Recently I have been getting more and more Failed to initialize the pool errors. The call to CouchbaseClient will actually return after ~25 seconds without throwing an exception, but then future calls to try and read from the CouchbaseClient object will return unable to locate node errors, looking at the couchbase logging it shows the following:
Error Failed to initialize the pool. System.Net.Sockets.SocketException (0x80004005): A connection attempt failed because the connected party did not properly respond after a period of time, or established connection failed because connected host has failed to respond 10.200.200.101:11210
at System.Net.Sockets.Socket.DoConnect(EndPoint endPointSnapshot, SocketAddress socketAddress)
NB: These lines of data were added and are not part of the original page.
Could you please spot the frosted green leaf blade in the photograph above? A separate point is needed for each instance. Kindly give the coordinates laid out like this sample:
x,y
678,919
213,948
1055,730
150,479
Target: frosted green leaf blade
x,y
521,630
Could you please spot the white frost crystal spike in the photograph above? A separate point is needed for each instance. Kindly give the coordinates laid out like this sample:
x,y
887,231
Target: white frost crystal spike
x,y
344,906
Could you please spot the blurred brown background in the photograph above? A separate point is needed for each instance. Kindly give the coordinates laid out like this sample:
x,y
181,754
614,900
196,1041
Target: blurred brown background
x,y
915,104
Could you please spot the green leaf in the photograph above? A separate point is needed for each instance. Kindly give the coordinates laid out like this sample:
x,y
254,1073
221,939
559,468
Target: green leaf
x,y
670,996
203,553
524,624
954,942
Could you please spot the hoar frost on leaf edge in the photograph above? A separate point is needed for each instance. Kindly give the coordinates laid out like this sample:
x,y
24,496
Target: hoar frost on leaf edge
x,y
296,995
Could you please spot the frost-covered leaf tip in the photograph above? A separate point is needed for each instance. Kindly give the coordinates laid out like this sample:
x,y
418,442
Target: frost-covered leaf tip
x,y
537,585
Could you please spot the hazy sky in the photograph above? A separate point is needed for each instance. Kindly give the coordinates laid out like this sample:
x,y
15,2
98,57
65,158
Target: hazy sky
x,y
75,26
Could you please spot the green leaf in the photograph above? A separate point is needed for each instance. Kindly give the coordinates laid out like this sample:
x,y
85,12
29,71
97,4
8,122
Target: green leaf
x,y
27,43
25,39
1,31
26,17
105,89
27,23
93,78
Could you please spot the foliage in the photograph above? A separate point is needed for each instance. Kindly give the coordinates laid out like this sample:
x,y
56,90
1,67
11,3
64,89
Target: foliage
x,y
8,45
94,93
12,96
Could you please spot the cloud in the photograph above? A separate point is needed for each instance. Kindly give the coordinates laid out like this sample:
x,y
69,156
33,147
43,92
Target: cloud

at System.Net.Sockets.Socket.Connect(EndPoint remoteEP)
at Couchbase.SocketPool.Create()
at Couchbase.SocketPool.PreAllocate(Int32 capacity)
at Couchbase.SocketPool…ctor(IMemcachedNode node, ISocketPoolConfiguration config, ISaslAuthenticationProvider provider)
at Couchbase.CouchbaseNode…ctor(IPEndPoint endpoint, Uri couchApiBase, ICouchbaseClientConfiguration config, ISaslAuthenticationProvider provider)
at Couchbase.CouchbasePool.CreateNode(IPEndPoint endpoint, ISaslAuthenticationProvider auth, Dictionary`2 nodeInfo)
at Couchbase.CouchbasePool.InitVBucket(ClusterConfig config, ISaslAuthenticationProvider auth)
at Couchbase.CouchbasePool.ReconfigurePool(ClusterConfig config)
Currently the process dies and retries due to these errors, but the 30+ second delay and filling up error logs is not good. Is there anyway to further troubleshoot what could be causing these connection failures? Clearly the cluster is always up as the next try will succeed and other processes that maintain a connection don’t get any errors.
I’m not sure if its related, but I am also getting a lot of errors on calls to get that I am retrying on that look like:
System.ApplicationException: Failed to retrieve key: Exception reading response - 10.200.200.102:11210 —> System.IO.IOException: Unable to read data from the transport connection: A blocking operation was interrupted by a call to WSACancelBlockingCall. —> System.Net.Sockets.SocketException: A blocking operation was interrupted by a call to WSACancelBlockingCall
at System.Net.Sockets.NetworkStream.Read(Byte[] buffer, Int32 offset, Int32 size)
— End of inner exception stack trace —
at System.Net.Sockets.NetworkStream.Read(Byte[] buffer, Int32 offset, Int32 size)
at Couchbase.CouchbasePooledSocket.Read(Byte[] buffer, Int32 offset, Int32 count)
at Enyim.Caching.Memcached.Protocol.Binary.BinaryResponse.Read(IPooledSocket socket)
at Enyim.Caching.Memcached.Protocol.Binary.MultiGetOperation.ReadResponse(IPooledSocket socket)
at Couchbase.CouchbaseNode.Execute(IOperation op)